In a concession to the cryptography industry, the bill removes digital products and certain stablescoins of the definition of the dry of “security”. However, he grants the anti-fraud powers of the SEC on transactions involving digital products within his recorded entities. It also allows double registration, allowing brokers and exchanges to register with the SEC and the CFTC in the context of a rationalized “notice registration” process.
Read: The three most important crypto policies to watch this year
The crypto continues its push in consumer finance
The United States, despite the end of the police, saw its regulators – including the SEC, the Federal Deposit Insurance Corporation (FDIC) and the Federal Reserve – begin to clarify their positions on the crypto.
At the beginning of March, during the very first “cryptographic summit” of the White House, Trump expressed his hope that the legislation on the stables would go to his office before the recreation of the congress from August 5.

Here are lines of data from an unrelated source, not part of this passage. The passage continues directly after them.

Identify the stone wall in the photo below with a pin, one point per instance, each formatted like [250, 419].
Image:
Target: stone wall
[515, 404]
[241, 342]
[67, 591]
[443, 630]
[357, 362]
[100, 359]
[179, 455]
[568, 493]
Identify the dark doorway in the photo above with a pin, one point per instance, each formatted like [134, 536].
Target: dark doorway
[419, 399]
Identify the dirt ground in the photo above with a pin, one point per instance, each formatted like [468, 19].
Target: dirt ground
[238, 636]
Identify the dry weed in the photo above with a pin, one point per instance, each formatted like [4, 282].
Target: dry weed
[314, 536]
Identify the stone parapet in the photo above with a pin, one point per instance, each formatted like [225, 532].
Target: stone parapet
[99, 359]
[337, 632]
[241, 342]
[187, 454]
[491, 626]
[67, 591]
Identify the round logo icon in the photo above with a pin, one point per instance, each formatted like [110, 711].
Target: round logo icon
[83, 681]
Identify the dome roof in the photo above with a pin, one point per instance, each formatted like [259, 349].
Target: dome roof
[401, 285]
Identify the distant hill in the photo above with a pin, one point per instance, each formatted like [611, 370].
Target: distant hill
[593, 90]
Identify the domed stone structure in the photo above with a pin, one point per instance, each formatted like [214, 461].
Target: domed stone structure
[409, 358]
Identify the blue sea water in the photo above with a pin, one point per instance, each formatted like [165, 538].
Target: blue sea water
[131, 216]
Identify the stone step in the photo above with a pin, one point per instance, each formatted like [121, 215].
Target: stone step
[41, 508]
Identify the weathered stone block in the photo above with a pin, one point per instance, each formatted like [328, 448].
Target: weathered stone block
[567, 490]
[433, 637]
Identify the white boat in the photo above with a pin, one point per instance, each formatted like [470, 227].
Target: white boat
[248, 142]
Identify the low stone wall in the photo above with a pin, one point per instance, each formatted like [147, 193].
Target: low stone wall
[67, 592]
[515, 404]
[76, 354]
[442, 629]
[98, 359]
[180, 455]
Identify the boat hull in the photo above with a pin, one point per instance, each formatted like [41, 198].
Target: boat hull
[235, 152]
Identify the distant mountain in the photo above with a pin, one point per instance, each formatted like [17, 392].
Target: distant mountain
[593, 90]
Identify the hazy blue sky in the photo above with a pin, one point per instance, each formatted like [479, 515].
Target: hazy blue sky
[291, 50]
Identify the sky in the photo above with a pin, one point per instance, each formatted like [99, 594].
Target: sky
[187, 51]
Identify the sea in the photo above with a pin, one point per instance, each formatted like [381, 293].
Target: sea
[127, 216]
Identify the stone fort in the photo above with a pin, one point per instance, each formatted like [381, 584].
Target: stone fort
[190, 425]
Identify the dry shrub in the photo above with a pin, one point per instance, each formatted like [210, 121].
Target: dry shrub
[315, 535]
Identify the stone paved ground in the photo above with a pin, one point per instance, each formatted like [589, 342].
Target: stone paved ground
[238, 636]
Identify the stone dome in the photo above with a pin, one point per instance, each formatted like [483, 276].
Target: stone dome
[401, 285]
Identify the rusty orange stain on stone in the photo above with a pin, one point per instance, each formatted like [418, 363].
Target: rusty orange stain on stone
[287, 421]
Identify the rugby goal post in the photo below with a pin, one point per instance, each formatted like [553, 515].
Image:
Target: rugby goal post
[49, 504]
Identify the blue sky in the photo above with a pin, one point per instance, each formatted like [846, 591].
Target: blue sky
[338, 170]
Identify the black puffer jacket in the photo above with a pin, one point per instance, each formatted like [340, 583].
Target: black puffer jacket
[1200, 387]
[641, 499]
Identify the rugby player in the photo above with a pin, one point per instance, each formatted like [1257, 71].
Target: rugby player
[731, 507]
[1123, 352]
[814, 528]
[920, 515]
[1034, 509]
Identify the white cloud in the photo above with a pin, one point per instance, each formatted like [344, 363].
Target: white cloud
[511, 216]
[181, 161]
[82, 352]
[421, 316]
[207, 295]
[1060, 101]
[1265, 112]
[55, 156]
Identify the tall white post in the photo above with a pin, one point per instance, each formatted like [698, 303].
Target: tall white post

“There is certainly a change in the way the administration considers the digital asset industry,” said Dan Boyle, partner of Bois Schiller Flexner, in Pymnts in an interview published on April 23. “It is not a conflictual posture … Obvious growth is in staboins and you have a lot of sewer.”
As the Pymnts previously covered, Stablecoin’s market capitalization reached a record level in April in the middle of solid performance between the cryptocurrency sectors. The regulatory maturation, the quest for the real world of the usefulness of stablescoin and the institutionalization of digital assets mark a turning point in which the days of the Far West crypto are replaced by convergence by traditional finance, reported on April 23.